Yemen, children, starvation

Yemen has been something of a football for a hundred years


Editorial September 21, 2018

Yemen has been something of a football for a hundred years. Poverty-stricken and nowadays on the wrong end of a conflict that is raging across the Middle East and the Arabian Peninsula. The power struggle within Yemen itself is between the Saudi-backed elected government and the Houthi rebels in the north that are backed by Iran. After three years of war, the country is on the brink of famine. As ever those that suffer the most are the weakest and the most vulnerable, and Save the Children International (SCI) has now issued a grim warning. As many as five million children are already experiencing degrees of malnutrition and starvation, and “an entire generation may face death and starvation on an unprecedented scale.”

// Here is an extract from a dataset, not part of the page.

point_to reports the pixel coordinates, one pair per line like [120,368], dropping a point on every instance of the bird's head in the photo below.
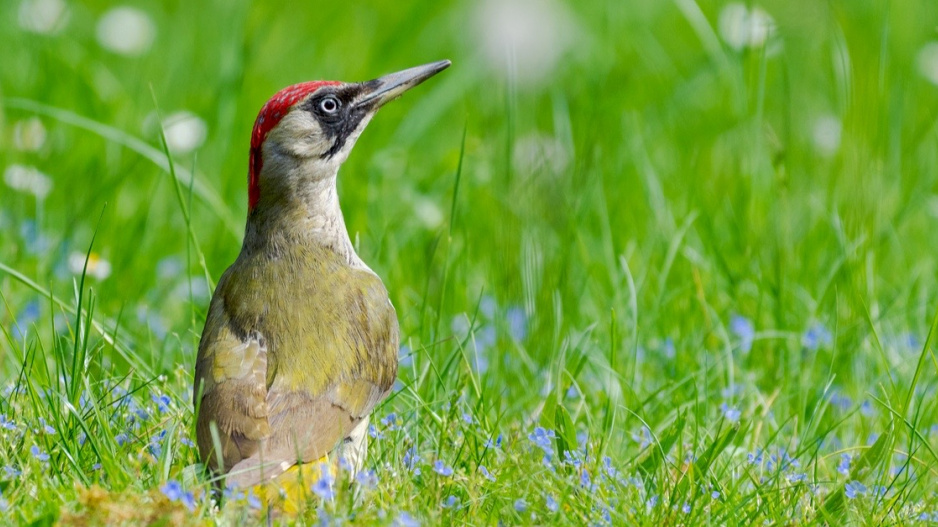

Organisations such as SCI are not prone to exaggeration, and if it says that a generation could die then a generation could die. It will not just be starvation, there are the bombs and diseases such as cholera taking a cull as well. Key to the relief for Yemen’s children is the port of Hodeida on the Red Sea coast. It is held by the rebels and blockaded by the Saudis and their allies. Pictures of living skeletons, children held together by tissue-thin skin, have emerged. They were taken in the hospital at Abs which is to the north of Hodeida. A trickle of aid makes it through the port but nowhere near enough and even if aid were to suddenly flow there will be millions of children who will have suffered life-changing damage that is irreversible, and for whom any aid is just too late. Food is a weapon of war, starvation the fallout from the bomb that is never heard to explode. And the world? The world stands back, impassive, content and complaisant. 

Published in The Express Tribune, September 21st, 2018.